Mel Kendrick: Cutting Corners

Barbara A. MacAdam · Brooklyn Rail

In this rich, dense, and compact show, Mel Kendrick focuses on his generally solid, large, puzzle-like sculptures, most in his current signature tones of yellow and black, creating a dynamic continual exchange with scribbled surface-markings playing in contradistinction to weighty, muscular structures.

Associations and ideas abound. Convoluted shapes evoke such Cubists as sculptor Raymond Duchamp Villon, who carved directly into wood, rendering abstract fragments at once rough, fluid, and dramatic; and Conrad Marca-Relli, who merged painting, collage, and construction, uniting the built and the drawn. Kendrick’s frantic energy is also reminiscent of Futurists such as Boccioni and Severini who worked in both two and three dimensions. Sculpture and drawing likewise intermingle in Kendrick’s work, continually translating the one into the other. The artist’s use of color, specifically deep yellow, calls to mind many different ideas, including warm and inviting Braque still lifes as well as industrial signposts. Triangular yellow shapes, embedded like directionals—or mis-directionals—take viewers out into surrounding spaces. The yellow geometric shapes evoke barriers, caution, borders, and “danger ahead.” It puts me in mind of the ever-engaging reflections of Marjorie Welish in her series of works on paper titled "Indecidability of the Sign: Yellow/Black" (2019–ongoing).

Contradictions entice.
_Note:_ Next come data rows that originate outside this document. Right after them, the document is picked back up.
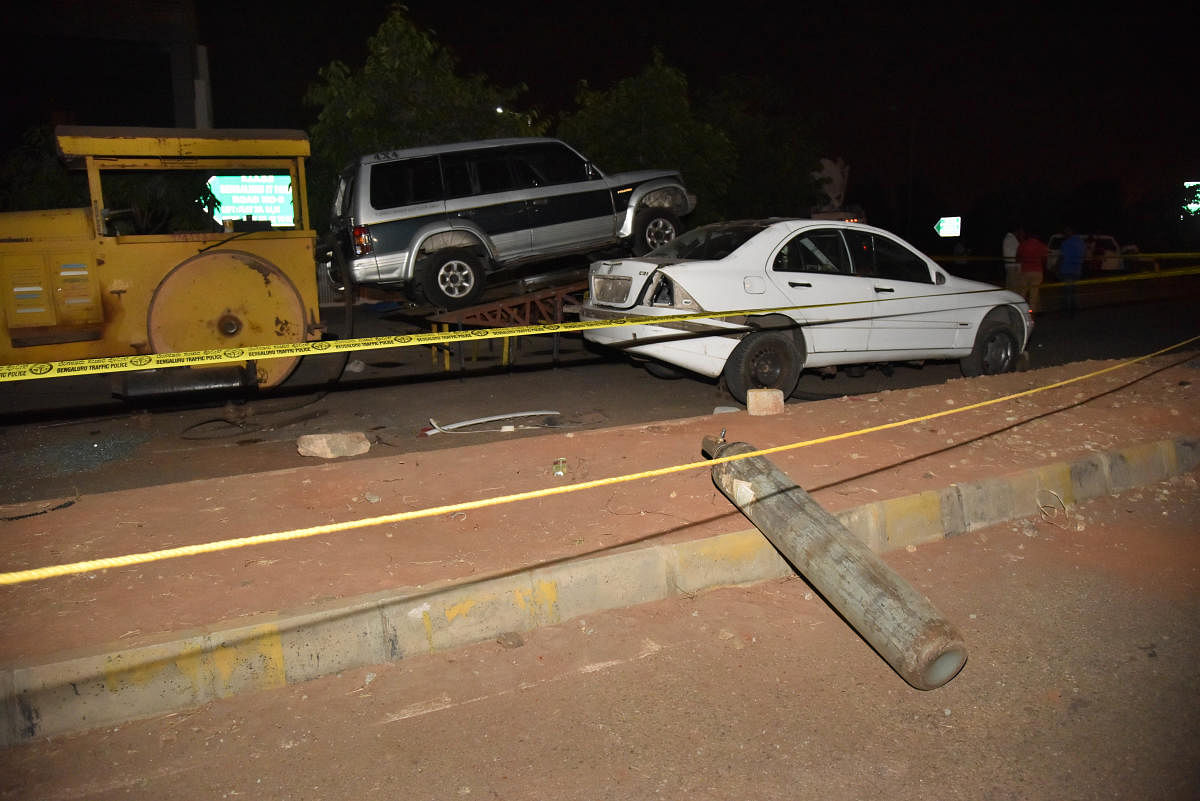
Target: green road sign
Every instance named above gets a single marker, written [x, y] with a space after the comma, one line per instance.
[948, 227]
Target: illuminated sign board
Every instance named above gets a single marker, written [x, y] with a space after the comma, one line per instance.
[255, 197]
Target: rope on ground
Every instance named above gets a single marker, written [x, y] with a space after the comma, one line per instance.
[53, 571]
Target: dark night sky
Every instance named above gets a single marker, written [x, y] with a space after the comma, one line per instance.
[975, 97]
[982, 97]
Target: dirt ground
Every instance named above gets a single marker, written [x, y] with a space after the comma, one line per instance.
[1081, 684]
[1135, 404]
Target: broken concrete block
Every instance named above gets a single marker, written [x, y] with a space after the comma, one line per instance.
[331, 446]
[765, 402]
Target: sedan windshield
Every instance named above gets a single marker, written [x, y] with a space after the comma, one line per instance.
[708, 242]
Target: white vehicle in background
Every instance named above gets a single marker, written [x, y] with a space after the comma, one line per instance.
[845, 293]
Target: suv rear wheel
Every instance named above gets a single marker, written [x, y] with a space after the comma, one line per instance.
[451, 278]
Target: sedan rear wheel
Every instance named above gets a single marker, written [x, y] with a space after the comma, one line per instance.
[995, 351]
[766, 360]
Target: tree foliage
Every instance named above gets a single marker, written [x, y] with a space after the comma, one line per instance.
[407, 94]
[646, 121]
[33, 176]
[777, 154]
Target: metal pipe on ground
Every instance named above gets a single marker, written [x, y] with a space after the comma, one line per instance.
[894, 619]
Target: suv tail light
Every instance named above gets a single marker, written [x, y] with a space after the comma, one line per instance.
[360, 240]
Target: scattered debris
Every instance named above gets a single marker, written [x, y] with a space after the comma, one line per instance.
[333, 446]
[435, 427]
[763, 402]
[510, 639]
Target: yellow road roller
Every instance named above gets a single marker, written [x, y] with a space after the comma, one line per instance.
[193, 240]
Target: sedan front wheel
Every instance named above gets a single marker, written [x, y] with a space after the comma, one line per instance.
[995, 351]
[766, 360]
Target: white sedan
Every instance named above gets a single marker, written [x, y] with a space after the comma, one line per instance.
[808, 294]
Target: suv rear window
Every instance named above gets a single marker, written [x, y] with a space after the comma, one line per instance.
[402, 184]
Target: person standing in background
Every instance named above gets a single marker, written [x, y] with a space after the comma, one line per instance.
[1071, 266]
[1031, 258]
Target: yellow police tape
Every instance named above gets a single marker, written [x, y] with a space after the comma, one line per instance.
[257, 353]
[39, 573]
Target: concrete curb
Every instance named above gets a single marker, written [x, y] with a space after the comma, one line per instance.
[108, 685]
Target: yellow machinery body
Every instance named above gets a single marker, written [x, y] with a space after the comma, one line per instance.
[78, 285]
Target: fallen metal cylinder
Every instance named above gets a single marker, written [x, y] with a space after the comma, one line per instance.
[898, 621]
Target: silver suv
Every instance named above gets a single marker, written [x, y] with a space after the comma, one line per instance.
[435, 222]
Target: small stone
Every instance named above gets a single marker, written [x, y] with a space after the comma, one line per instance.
[761, 403]
[333, 446]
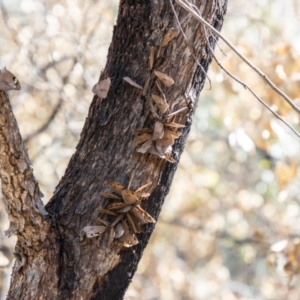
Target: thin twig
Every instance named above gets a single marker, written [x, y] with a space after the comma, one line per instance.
[187, 7]
[188, 44]
[248, 88]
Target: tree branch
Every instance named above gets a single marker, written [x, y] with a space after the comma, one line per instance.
[20, 189]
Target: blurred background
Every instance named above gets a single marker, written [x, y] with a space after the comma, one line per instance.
[230, 227]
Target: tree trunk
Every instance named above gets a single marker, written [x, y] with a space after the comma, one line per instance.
[54, 260]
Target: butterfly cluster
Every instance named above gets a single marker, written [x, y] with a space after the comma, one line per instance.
[127, 216]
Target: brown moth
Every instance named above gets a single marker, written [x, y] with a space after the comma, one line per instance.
[151, 57]
[133, 83]
[169, 36]
[8, 81]
[101, 88]
[128, 239]
[164, 78]
[160, 139]
[93, 231]
[160, 102]
[129, 210]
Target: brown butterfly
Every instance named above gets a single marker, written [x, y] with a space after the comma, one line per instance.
[8, 81]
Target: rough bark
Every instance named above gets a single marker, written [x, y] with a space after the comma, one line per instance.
[53, 261]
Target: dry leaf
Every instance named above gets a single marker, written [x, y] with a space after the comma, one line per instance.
[164, 78]
[172, 32]
[8, 81]
[131, 82]
[93, 231]
[101, 88]
[161, 103]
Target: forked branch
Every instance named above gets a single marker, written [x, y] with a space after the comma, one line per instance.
[19, 187]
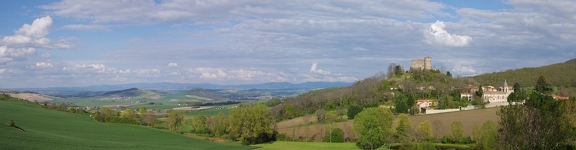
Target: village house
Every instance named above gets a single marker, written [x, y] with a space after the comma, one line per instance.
[491, 93]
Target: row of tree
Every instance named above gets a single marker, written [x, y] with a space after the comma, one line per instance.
[374, 127]
[402, 90]
[126, 116]
[540, 123]
[248, 124]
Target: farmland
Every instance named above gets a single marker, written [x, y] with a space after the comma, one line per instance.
[50, 129]
[302, 128]
[286, 145]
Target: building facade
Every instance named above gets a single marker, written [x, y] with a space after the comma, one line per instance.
[491, 94]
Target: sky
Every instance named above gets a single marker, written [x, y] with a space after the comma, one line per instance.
[67, 43]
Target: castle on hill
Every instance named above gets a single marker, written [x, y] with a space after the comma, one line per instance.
[491, 94]
[422, 64]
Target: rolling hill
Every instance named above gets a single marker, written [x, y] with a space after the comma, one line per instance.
[560, 74]
[51, 129]
[133, 92]
[203, 94]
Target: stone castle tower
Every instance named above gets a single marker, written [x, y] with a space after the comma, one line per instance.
[422, 64]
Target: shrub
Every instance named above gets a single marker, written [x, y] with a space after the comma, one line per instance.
[337, 136]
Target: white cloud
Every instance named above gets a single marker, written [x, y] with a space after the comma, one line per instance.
[463, 69]
[87, 27]
[318, 71]
[146, 71]
[124, 71]
[12, 52]
[436, 34]
[46, 55]
[172, 64]
[100, 68]
[44, 65]
[34, 35]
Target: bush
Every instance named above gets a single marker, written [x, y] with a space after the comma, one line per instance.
[282, 137]
[337, 136]
[353, 111]
[426, 146]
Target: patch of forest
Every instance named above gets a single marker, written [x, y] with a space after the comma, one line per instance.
[558, 75]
The visible construction of the infinitely tangled bodies of most of the works establish motion, where the bases, usually solid blocks of wood, attempt to plant the sculptures firmly in place, claiming their hold on the firmament.
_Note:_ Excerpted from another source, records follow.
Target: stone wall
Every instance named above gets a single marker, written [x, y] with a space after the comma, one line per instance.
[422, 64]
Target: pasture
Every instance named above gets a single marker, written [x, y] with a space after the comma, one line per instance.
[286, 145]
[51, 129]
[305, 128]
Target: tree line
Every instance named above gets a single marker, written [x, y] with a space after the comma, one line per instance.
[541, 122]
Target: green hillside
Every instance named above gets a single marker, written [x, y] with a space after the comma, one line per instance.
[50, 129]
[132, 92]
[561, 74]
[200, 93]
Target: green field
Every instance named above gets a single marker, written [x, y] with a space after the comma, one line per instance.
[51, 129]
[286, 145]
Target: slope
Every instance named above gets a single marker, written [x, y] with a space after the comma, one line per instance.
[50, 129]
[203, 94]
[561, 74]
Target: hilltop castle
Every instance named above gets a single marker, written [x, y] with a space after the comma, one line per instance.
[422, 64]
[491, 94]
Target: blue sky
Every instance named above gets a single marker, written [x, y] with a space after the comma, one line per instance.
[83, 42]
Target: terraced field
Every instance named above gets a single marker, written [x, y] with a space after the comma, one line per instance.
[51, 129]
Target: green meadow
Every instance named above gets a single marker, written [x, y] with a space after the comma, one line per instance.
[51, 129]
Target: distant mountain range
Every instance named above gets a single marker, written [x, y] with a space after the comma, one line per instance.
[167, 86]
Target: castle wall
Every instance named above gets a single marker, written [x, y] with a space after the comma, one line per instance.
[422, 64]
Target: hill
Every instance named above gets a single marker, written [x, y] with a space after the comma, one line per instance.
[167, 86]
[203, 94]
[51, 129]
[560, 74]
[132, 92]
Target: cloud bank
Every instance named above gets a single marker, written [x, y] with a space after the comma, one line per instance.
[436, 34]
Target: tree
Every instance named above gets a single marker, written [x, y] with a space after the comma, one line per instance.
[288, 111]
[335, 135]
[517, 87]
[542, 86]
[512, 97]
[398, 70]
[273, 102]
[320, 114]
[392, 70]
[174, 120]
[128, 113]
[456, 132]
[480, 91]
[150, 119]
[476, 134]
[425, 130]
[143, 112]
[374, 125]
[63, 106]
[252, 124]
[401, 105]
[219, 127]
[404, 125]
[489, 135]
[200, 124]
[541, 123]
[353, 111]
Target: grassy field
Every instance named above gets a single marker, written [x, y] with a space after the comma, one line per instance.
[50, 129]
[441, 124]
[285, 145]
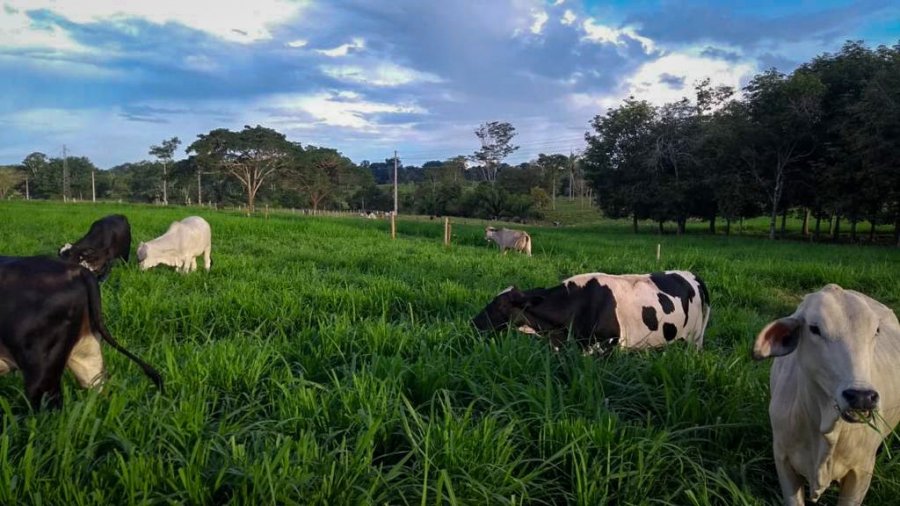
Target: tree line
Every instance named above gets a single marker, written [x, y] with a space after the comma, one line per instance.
[823, 140]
Kendrick makes wood do unnatural things, like leaving it to fold ribbonlike as it drops near to the ground. All of which brings us to the question of where and/or what is the ground. Is it a big block of wood? A hunk of rusted metal? A mound of concrete? And then we think of that modernist problem: what is the function of a base? Does it interfere with our perception or reading of a sculpture the way British base-denier Anthony Caro would have had it? Or does it cubistically maintain a momentum?

Kendrick works with these problems rather than trying to solve them. He lets things happen, leaving his works to chance as he pulls out sections of the sculptures and reassembles them. He seems to be amassing all the tools of modernism today, allowing them to play themselves out, just as he uses and calls back into action the many pieces of his own work that have been rejected or discarded, using them as fragments drawn from his memory bank. Together, these random elements assemble so as to provide a history of the artist’s work mixed with a history of modern movements in the making of sculpture.

In the parlor room of the townhouse gallery, before the white-painted fireplace, there is a sociable gathering of works, very much in conversation with one another, made of similar materials and sharing the surrounding space. An oversize woodblock on Kozo paper mounted on linen hangs elegantly as backdrop here, lending a sense of surprising serenity. Titled Twin Locks (1997), the piece echoes the cluster of sculptures in black and yellow, but gives the viewer a respite from the intensity of the constructed works.

Kendrick investigates both his work and himself physically (cell by cell), showing us how he does it, exposed screw by screw. We can see the cells taking shape in such works as Cell (G) (2013), a piece in cast paper with carbon and black pigment. He is taking and retaking his own measure throughout in a rhythmic display of invention and imagination.